The Electric Lines Of Force At Any Point On The Equipotential Surfaces

The equipotential surfaces are drawing from any point by found another near with equal potential on infinitesimal circular environment.

The electric lines of force at any point on the equipotential surfaces.

Because a conductor is an equipotential it can replace any equipotential surface. 4 1 0 1 9 j. In moving from a to b along an electric field line the work done by the electric field on an electron is 6. In this case the equipotential surfaces are spheres are on the center of the charge.

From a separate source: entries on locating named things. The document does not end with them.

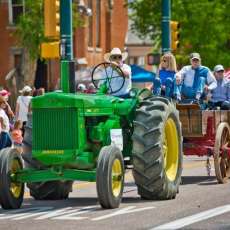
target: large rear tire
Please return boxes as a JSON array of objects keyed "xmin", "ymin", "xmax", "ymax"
[
  {"xmin": 22, "ymin": 116, "xmax": 73, "ymax": 200},
  {"xmin": 132, "ymin": 97, "xmax": 183, "ymax": 200},
  {"xmin": 96, "ymin": 145, "xmax": 124, "ymax": 208},
  {"xmin": 0, "ymin": 148, "xmax": 24, "ymax": 209}
]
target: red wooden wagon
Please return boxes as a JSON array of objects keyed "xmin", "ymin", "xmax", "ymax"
[{"xmin": 177, "ymin": 104, "xmax": 230, "ymax": 183}]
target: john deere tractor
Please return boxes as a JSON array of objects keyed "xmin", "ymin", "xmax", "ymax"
[{"xmin": 0, "ymin": 63, "xmax": 182, "ymax": 209}]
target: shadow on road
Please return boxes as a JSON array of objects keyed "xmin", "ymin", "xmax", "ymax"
[{"xmin": 181, "ymin": 176, "xmax": 217, "ymax": 185}]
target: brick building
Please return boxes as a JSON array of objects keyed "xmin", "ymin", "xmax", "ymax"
[{"xmin": 0, "ymin": 0, "xmax": 128, "ymax": 89}]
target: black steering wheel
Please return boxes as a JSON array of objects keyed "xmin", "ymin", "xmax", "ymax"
[{"xmin": 91, "ymin": 62, "xmax": 125, "ymax": 94}]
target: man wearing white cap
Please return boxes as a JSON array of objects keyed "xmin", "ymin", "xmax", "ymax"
[
  {"xmin": 104, "ymin": 48, "xmax": 132, "ymax": 97},
  {"xmin": 176, "ymin": 53, "xmax": 217, "ymax": 100},
  {"xmin": 209, "ymin": 65, "xmax": 230, "ymax": 110}
]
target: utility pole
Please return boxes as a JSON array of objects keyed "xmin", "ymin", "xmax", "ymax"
[
  {"xmin": 161, "ymin": 0, "xmax": 171, "ymax": 54},
  {"xmin": 60, "ymin": 0, "xmax": 75, "ymax": 93}
]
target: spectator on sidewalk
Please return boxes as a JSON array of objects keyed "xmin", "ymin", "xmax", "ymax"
[
  {"xmin": 15, "ymin": 85, "xmax": 32, "ymax": 134},
  {"xmin": 0, "ymin": 89, "xmax": 14, "ymax": 120},
  {"xmin": 153, "ymin": 53, "xmax": 177, "ymax": 97},
  {"xmin": 209, "ymin": 65, "xmax": 230, "ymax": 110},
  {"xmin": 176, "ymin": 53, "xmax": 217, "ymax": 100},
  {"xmin": 0, "ymin": 96, "xmax": 12, "ymax": 150},
  {"xmin": 11, "ymin": 120, "xmax": 23, "ymax": 152}
]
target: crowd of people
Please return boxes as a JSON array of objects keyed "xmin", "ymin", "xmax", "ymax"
[
  {"xmin": 153, "ymin": 53, "xmax": 230, "ymax": 109},
  {"xmin": 0, "ymin": 85, "xmax": 45, "ymax": 152},
  {"xmin": 0, "ymin": 48, "xmax": 230, "ymax": 149}
]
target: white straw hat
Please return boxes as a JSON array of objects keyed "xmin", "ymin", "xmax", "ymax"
[{"xmin": 104, "ymin": 47, "xmax": 128, "ymax": 62}]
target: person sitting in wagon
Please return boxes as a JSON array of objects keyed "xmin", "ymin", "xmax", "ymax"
[
  {"xmin": 209, "ymin": 65, "xmax": 230, "ymax": 110},
  {"xmin": 153, "ymin": 53, "xmax": 177, "ymax": 97},
  {"xmin": 176, "ymin": 53, "xmax": 217, "ymax": 101}
]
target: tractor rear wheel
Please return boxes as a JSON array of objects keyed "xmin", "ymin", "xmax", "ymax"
[
  {"xmin": 132, "ymin": 97, "xmax": 183, "ymax": 200},
  {"xmin": 96, "ymin": 145, "xmax": 124, "ymax": 208},
  {"xmin": 22, "ymin": 116, "xmax": 73, "ymax": 200},
  {"xmin": 0, "ymin": 148, "xmax": 24, "ymax": 209}
]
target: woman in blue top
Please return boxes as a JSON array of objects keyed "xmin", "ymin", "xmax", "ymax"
[{"xmin": 153, "ymin": 53, "xmax": 177, "ymax": 97}]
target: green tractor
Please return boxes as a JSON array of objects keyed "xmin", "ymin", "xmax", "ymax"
[{"xmin": 0, "ymin": 63, "xmax": 182, "ymax": 209}]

Any surface with the same electric potential at every point is known as an equipotential surface. Because a conductor is an equipotential it can replace any equipotential surface. The figure below shows the equipotential surfaces in dashed lines and electric field lines in solid lines produced by a positive point charge. If an object with charge 2 nc moves from a location that has a potential of 20 v to a location with a potential of 10 v what has happened to the potential energy of the system.

Electric field lines are always perpendicular to equipotential surfaces and point toward locations of lower potential. For example in figure pageindex 1 a charged spherical conductor can replace the point charge and the electric field and potential surfaces outside of it will be unchanged confirming the contention that a spherical charge distribution is equivalent to a point charge at its center. Visit us to know more about equipotential surface and their properties. This means that the electric lines of force are always at right angle to the equipotential surface.

Equipotential surface is one of the main topics in electrostatics. For example in figure 1 a charged spherical conductor can replace the point charge and the electric field and potential surfaces outside of it will be unchanged confirming the contention that a spherical charge distribution is equivalent to a point charge at its center. This is because there is no potential gradient along any direction parallel to the surface and so no electric field parallel to the surface. Movement along an equipotential surface needs no work since such movement is always perpendicular to the electric field.

You will find its definition along with important properties and solved problems here. Equipotential or isopotential in mathematics and physics refers to a region in space where every point in it is at the same potential.